Um dos melhores jogadores do mundo, Nikita já foi um dos talentos mais brilhantes da Rússia.
Mas depois de falar sobre a guerra em Ucrâniaele diz que não pode arriscar voltar. Agora ele joga pela Inglaterra e mora em Londres.
Guerra da Ucrânia: siga as últimas
Embora a era da União Soviética e da América entrando em guerra pelo tabuleiro de xadrez para estabelecer o domínio intelectual tenha acabado, e os jogadores não atraiam mais a mesma fama e notoriedade que os titãs do xadrez Garry Kasparov e Bobby Fischer atraíram em seu apogeu, o xadrez ainda é um grande acordo na Rússia.

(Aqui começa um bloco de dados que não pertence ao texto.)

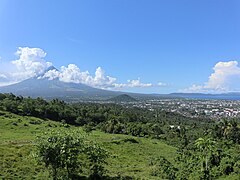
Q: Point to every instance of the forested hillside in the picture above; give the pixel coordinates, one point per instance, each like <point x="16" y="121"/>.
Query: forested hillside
<point x="153" y="145"/>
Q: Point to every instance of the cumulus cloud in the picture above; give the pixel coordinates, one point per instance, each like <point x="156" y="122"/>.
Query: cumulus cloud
<point x="225" y="78"/>
<point x="72" y="73"/>
<point x="31" y="63"/>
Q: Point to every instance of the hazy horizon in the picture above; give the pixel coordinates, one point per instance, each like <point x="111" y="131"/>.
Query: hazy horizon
<point x="132" y="46"/>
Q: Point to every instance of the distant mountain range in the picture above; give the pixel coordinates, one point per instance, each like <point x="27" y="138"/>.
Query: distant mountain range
<point x="49" y="89"/>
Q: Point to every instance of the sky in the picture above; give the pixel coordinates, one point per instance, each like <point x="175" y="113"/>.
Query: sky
<point x="145" y="46"/>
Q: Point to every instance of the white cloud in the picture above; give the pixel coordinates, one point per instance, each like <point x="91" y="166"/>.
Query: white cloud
<point x="72" y="73"/>
<point x="225" y="78"/>
<point x="31" y="63"/>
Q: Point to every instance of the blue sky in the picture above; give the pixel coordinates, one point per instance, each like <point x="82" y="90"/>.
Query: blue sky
<point x="164" y="45"/>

Vários jogadores de xadrez russos conhecidos denunciaram a guerra na Ucrânia após a invasão em grande escala em Fevereiro de 2022.
Num país onde a dissidência é perigosa, é uma grande declaração. Nikita estava entre eles.
‘Eles consideram Londres a capital do inferno’
Estamos sentados em um café no norte de Londres, onde o grande mestre de 37 anos morou com sua esposa e filho no último ano.
“Houve um programa na TV russa sobre jogadores de xadrez que mudaram de bandeira”, diz Nikita. Ele está vestindo um suéter preto com gola pólo e seus longos cabelos puxados para trás. “Eles prestaram atenção especial ao meu caso.”
Enquanto alguns jogadores que saíram Rússia mudou para jogar em países como Sérvia ou EspanhaNikita foi o mais conhecido a adotar a Cruz de São Jorge como sua nova bandeira nacional. Ele está atualmente em 61º lugar no mundo e em segundo lugar na Inglaterra.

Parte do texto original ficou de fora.